With new single “We Are Never Ever Getting Back Together”, Taylor Swift leaves the country aesthetic behind and goes for a full-on pop makeover, thanks to producers (and co-writers) Max Martin and Shellback. Whether this is a one-off foray into glossier territory for her or a small taste of the full flavor of upcoming LP Red, critics had plenty to say about Swift’s new song. Head below for our review roundup, then let us know your own thoughts!
:: The New York Daily News feels Swift is treading in familiar waters: “Though some fans have already taken to YouTube to complain that the song isn’t country enough, or doesn’t sound enough like the old Taylor, in fact it very much does. It’s another light pop song with a chorus even the deaf couldn’t miss.”
:: Zap2it.com comments on producer Max Martin’s input: “Martin also worked with Avril Lavigne on four songs for her record Goodbye Lullaby, so it’s no surprise that Swift’s new song has a very Avril sound to it — relying on catchy pop hooks and gimmicks (like spoken-word sections and a crowd-pleasing ‘Whee!’ exclamation) as opposed to Swift’s usual lyrical depth and country twang.”
:: Entertainment Weekly also cites Avril: “The track…sounds like a brighter, more-polished Avril Lavigne tune, with an undeniable, instantly catchy hook. In typical Swift fashion, she’s telling off an ex-boyfriend, but there’s a rah-rah festive flair that makes the whole affair seem joyous rather than dour.”
:: Newsday concurs: “Considering Swift co-wrote it with Max Martin and Shellback of Britney Spears fame, it’s kind of amazing that it still sounds like her – a super-glossy, beat-oriented, Avril Lavigne-ish version of her, but her, nonetheless. Part of T. Swizzle’s charm is the way she makes her songs sound genuine and conversational and ‘Never Ever’ is no exception, even including a scrap of spoken-word dialogue about how the relationship in the song is ‘exhausting.’”
:: The Washington Post is ready to break up with Taylor: “It’s hard not to roll your eyes at the song’s opening line (‘I remember when we broke up’) since it finds the 22-year-old Swift in the same mindset as when she first emerged as a teenager. Of course the chorus is catchy but if this is representative of what’s awaits on Red, it’s hard to be too excited.”

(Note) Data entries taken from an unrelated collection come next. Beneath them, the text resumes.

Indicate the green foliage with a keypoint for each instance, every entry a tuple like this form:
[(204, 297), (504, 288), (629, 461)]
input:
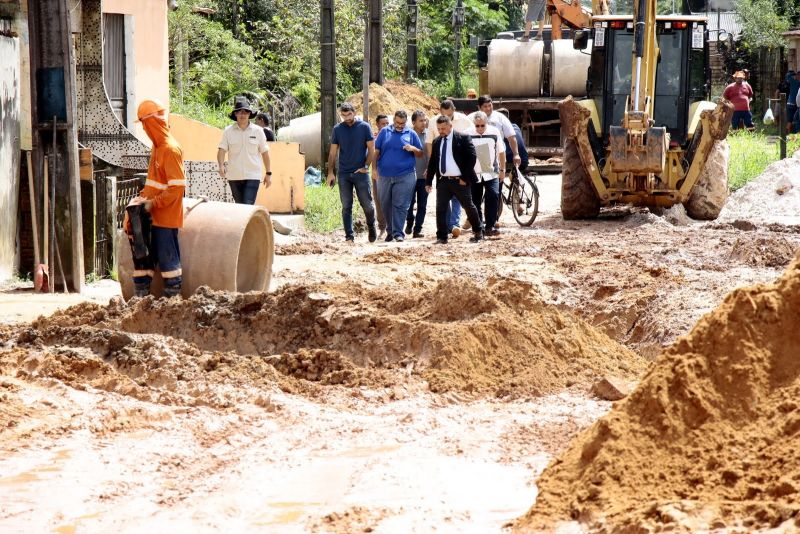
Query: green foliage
[(436, 37), (751, 153), (209, 64), (762, 26)]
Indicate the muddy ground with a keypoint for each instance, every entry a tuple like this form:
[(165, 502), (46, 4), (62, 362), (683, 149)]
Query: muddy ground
[(276, 414)]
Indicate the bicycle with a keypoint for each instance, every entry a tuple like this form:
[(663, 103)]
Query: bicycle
[(521, 196)]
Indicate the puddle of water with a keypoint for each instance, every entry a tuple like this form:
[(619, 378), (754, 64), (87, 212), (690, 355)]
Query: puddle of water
[(72, 528)]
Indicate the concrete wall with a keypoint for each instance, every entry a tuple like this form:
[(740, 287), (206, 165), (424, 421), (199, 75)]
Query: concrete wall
[(286, 194), (9, 148), (150, 42)]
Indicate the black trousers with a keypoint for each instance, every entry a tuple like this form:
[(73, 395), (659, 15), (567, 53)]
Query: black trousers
[(447, 189)]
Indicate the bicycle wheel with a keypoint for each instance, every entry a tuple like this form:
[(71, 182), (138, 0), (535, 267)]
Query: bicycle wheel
[(501, 200), (524, 201)]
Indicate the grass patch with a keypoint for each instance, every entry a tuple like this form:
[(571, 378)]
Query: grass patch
[(323, 210), (751, 153)]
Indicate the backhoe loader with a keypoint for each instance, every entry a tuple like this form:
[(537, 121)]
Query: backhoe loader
[(647, 133)]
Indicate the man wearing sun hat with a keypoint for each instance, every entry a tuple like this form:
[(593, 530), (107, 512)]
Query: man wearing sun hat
[(740, 94), (246, 147)]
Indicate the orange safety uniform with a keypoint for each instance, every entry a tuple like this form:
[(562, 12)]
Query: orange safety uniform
[(166, 181)]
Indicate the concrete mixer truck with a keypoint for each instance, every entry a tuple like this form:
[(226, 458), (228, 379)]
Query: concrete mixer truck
[(647, 133), (530, 78)]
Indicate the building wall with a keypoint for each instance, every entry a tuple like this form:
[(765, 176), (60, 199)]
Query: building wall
[(9, 147), (150, 61)]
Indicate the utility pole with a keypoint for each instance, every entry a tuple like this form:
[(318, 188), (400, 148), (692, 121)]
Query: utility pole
[(458, 23), (328, 76), (411, 41), (376, 41)]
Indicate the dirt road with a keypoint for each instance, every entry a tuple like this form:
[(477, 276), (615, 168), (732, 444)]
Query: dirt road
[(392, 387)]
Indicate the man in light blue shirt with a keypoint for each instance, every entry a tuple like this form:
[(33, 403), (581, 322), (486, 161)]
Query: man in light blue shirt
[(396, 149)]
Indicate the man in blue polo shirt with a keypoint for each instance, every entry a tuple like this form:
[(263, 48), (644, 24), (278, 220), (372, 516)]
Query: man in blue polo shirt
[(352, 141), (396, 149)]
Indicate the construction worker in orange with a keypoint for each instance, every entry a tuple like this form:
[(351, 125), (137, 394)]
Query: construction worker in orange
[(156, 215)]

:: Crushable delivers Swift a crushing blow: “What a brilliantly poignant, poetic title, right? When I first read the name of the song on Twitter, I was sure it was someone’s joke. I would almost say she is parodying herself, but I doubt we could give her that much credit.”
:: The Prophet Blog sums things up with this: “Super catchy and super radio-friendly too, but the lack of country flavor will definitely disappoint some people.”